A Warners source said the decision to stick with the original Prince cover came from the top. "(Warners chief Mo Ostin) feels this is Prince's artistic vision and we'll go with it and take our lumps if we have to," the label source said. "Mo has always believed we should stick up for our artists and not tamper with their work."
Most record store chains say they have no problems with the album. Local chains like Wherehouse and Music-Plus report that the album is in stock--and selling well, no doubt aided by the hubbub over the cover.
Russ Solomon, owner of the Tower Records chain, said he couldn't remember ever yanking an album out of his stores. "Who cares if he's nude?" Solomon said. "We don't really give a damn. We'll display anything.

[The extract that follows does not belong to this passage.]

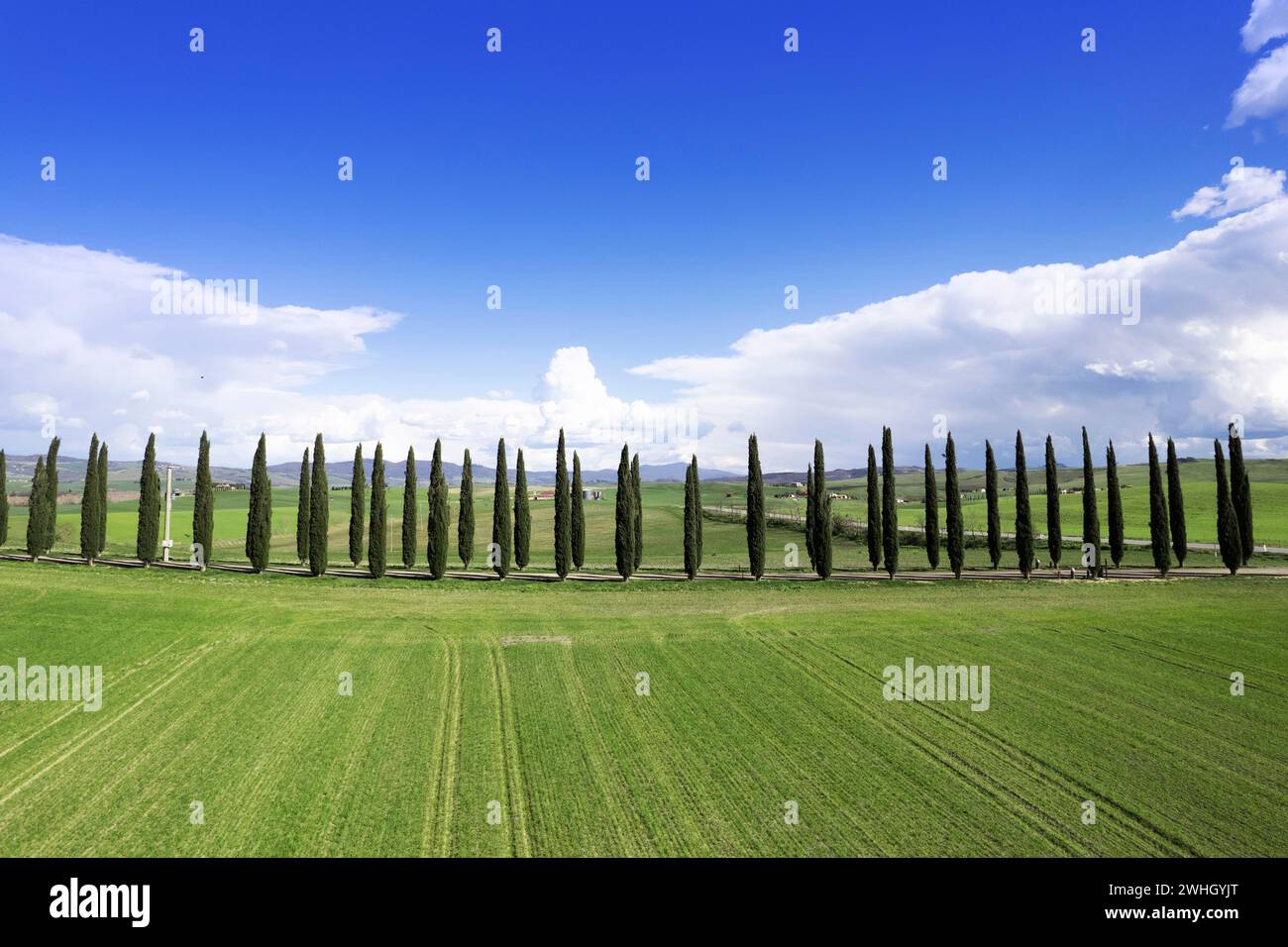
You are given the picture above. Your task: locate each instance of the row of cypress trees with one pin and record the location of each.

I can't imagine any record store in California having a problem with something so silly."
Solomon obviously hadn't been in touch with Musicland Corp., the Minneapolis-based company that runs the Sam Goody's chain here.
Staffers here said that stores were carrying "Lovesexy," but refusing to display the album. "We've got the cassette and CD versions in the normal racks, but we've been told to put the albums behind the counter," said one local clerk. "If you want one, you have to ask for it--they can't be displayed in the store. I don't know what the company's trip is--I've seen a lot more risque album covers than this one."
Musicland's executives refused to return calls or comment on its policy.
Warners agrees that the stores' reaction seems overblown. "If that were Cher posing on the cover, people would say, 'Wow! Isn't she a riot!' and that would be the end of it," said Merlis. "But because it's a guy on the cover--and the guy is Prince--people are getting excited."
Merlis added that one other key institution has refused to stock Prince's album--the U.S. Navy. "But get this--the Army is taking it. So guess who Warners will be rooting for in the Army-Navy game this year!"